Sunday, February 23, 2014

Why B2B Marketers Need a New Marketing Campaign Model

Marketers have long used campaigns as the basis for planning marketing efforts. For decades, the campaign paradigm provided a useful way to organize marketing activities and link those activities to marketing objectives. Today, however, effective B2B marketing requires new kinds of marketing tactics and methods that don't fit the traditional campaign construct.

Several industry analysts and marketing thought leaders are now contending that the campaign paradigm is becoming obsolete. In October of last year, Forrester Consulting published a white paper (The Rise of Marketing Orchestration) that described one of the major problems with the campaign model:

". . . despite a rapid growth in addressable media, pervasively connected devices, and real-time marketing technologies that enable marketers to reach and respond to individual customers, most companies are stuck in an old campaign mindset and a corporate reality where each of their touchpoints is typically the domain of separate channel silos, such as email, mobile, display, social, and web. The overall result is often messaging, execution, and delivery strategies that are fragmented across touchpoints and out of context to the consumer."

While many of the criticisms of the campaign paradigm are valid, marketers still need a way to organize their marketing efforts. One approach is to ditch the campaign model altogether and replace it with a new concept. Another approach is to change how we think about and define marketing campaigns to make the model more suitable for today's marketing techniques.

SiriusDecisions adopted the second approach in developing its B-to-B Marketing Campaign Framework. In the SiriusDecisions framework, a marketing campaign has three core attributes:

  • It is based on a buyer need (or a group of related buyer needs) rather than on the seller's products or services.
  • It includes four distinct types of marketing programs - reputation, demand creation, sales enablement, and market intelligence.
  • It is designed to run for a relatively long period of time, usually about 12 months.
The diagram below shows my interpretation of the SiriusDecisions campaign framework.

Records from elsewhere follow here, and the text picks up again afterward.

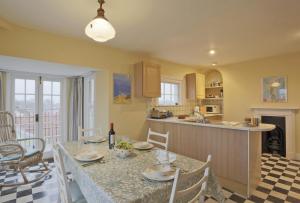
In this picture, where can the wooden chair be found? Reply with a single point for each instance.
(69, 192)
(197, 190)
(83, 132)
(164, 144)
(25, 158)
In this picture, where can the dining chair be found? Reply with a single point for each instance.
(30, 152)
(69, 191)
(88, 131)
(197, 190)
(165, 137)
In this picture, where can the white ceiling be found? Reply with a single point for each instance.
(175, 30)
(35, 66)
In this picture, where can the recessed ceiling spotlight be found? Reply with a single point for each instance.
(212, 52)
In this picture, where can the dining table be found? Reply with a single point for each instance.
(115, 179)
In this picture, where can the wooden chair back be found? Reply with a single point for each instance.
(82, 132)
(7, 127)
(164, 144)
(197, 190)
(64, 190)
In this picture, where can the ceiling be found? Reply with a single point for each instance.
(34, 66)
(175, 30)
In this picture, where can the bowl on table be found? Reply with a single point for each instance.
(123, 149)
(143, 145)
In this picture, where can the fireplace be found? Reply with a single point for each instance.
(274, 142)
(289, 113)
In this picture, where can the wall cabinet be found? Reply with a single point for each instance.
(195, 86)
(147, 80)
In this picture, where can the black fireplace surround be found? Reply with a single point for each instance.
(273, 142)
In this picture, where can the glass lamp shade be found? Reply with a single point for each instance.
(100, 30)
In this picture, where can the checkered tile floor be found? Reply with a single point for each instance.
(43, 191)
(280, 183)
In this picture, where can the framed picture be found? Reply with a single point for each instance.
(122, 88)
(274, 89)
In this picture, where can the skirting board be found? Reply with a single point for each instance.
(297, 157)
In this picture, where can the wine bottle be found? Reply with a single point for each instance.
(111, 137)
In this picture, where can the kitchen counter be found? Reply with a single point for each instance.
(235, 149)
(260, 128)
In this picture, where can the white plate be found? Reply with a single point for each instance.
(156, 173)
(88, 156)
(95, 139)
(163, 156)
(142, 145)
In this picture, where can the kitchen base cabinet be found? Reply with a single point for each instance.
(235, 153)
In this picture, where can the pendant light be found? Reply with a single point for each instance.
(100, 29)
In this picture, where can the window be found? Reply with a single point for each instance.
(170, 93)
(89, 101)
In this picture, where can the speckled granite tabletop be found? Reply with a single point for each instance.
(121, 180)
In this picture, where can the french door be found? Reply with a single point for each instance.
(37, 107)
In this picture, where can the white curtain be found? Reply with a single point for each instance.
(75, 107)
(2, 91)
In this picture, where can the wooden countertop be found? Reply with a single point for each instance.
(261, 128)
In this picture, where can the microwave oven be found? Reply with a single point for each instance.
(212, 109)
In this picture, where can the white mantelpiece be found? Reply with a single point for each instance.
(289, 113)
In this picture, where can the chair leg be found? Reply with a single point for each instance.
(202, 199)
(24, 176)
(45, 166)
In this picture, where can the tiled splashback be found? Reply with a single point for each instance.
(186, 108)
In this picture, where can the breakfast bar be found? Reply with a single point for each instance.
(236, 149)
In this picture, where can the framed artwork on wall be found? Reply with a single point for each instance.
(274, 89)
(122, 88)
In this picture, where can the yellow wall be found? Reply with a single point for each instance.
(128, 119)
(242, 86)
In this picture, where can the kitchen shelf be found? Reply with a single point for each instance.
(211, 115)
(215, 87)
(213, 98)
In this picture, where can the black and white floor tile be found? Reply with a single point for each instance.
(43, 191)
(280, 183)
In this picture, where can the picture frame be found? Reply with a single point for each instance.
(274, 89)
(121, 88)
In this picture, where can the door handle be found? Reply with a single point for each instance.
(36, 117)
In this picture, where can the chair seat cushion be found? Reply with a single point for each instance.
(76, 194)
(28, 154)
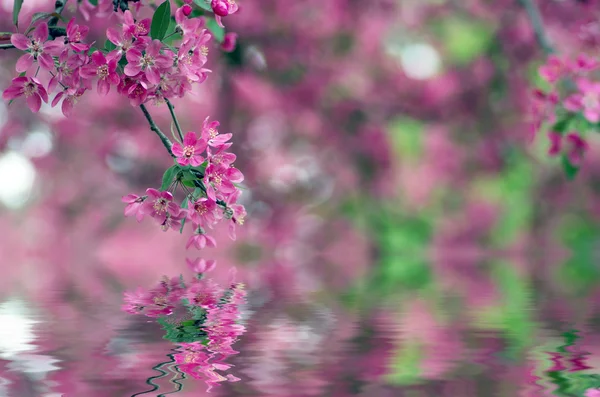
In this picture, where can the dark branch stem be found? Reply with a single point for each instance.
(172, 110)
(59, 5)
(538, 26)
(168, 144)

When I use the campaign framework with clients, the one significant change I make is to add a core value proposition component. In the planning process I use, core value propositions are based on buyer needs, and those core value propositions provide the foundation for the development of marketing messages and content resources.

One major benefit of this planning model is that it brings consistency to a company's marketing efforts. Each marketing campaign has a message/content theme, and all of the marketing programs within a campaign feature some version of that theme. This approach eliminates disconnected (or even contradictory) marketing messages and content resources that can leave potential buyers confused about the company's brand promise and the value its products or services will deliver. It also enables companies to tell a consistent story regardless of how potential buyers interact with the company or where they are in the purchasing process.

The traditional campaign model is becoming an ineffective tool for planning and executing marketing activities, but the more strategic marketing campaign concept suggested by SiriusDecisions provides an effective way to design and execute marketing efforts.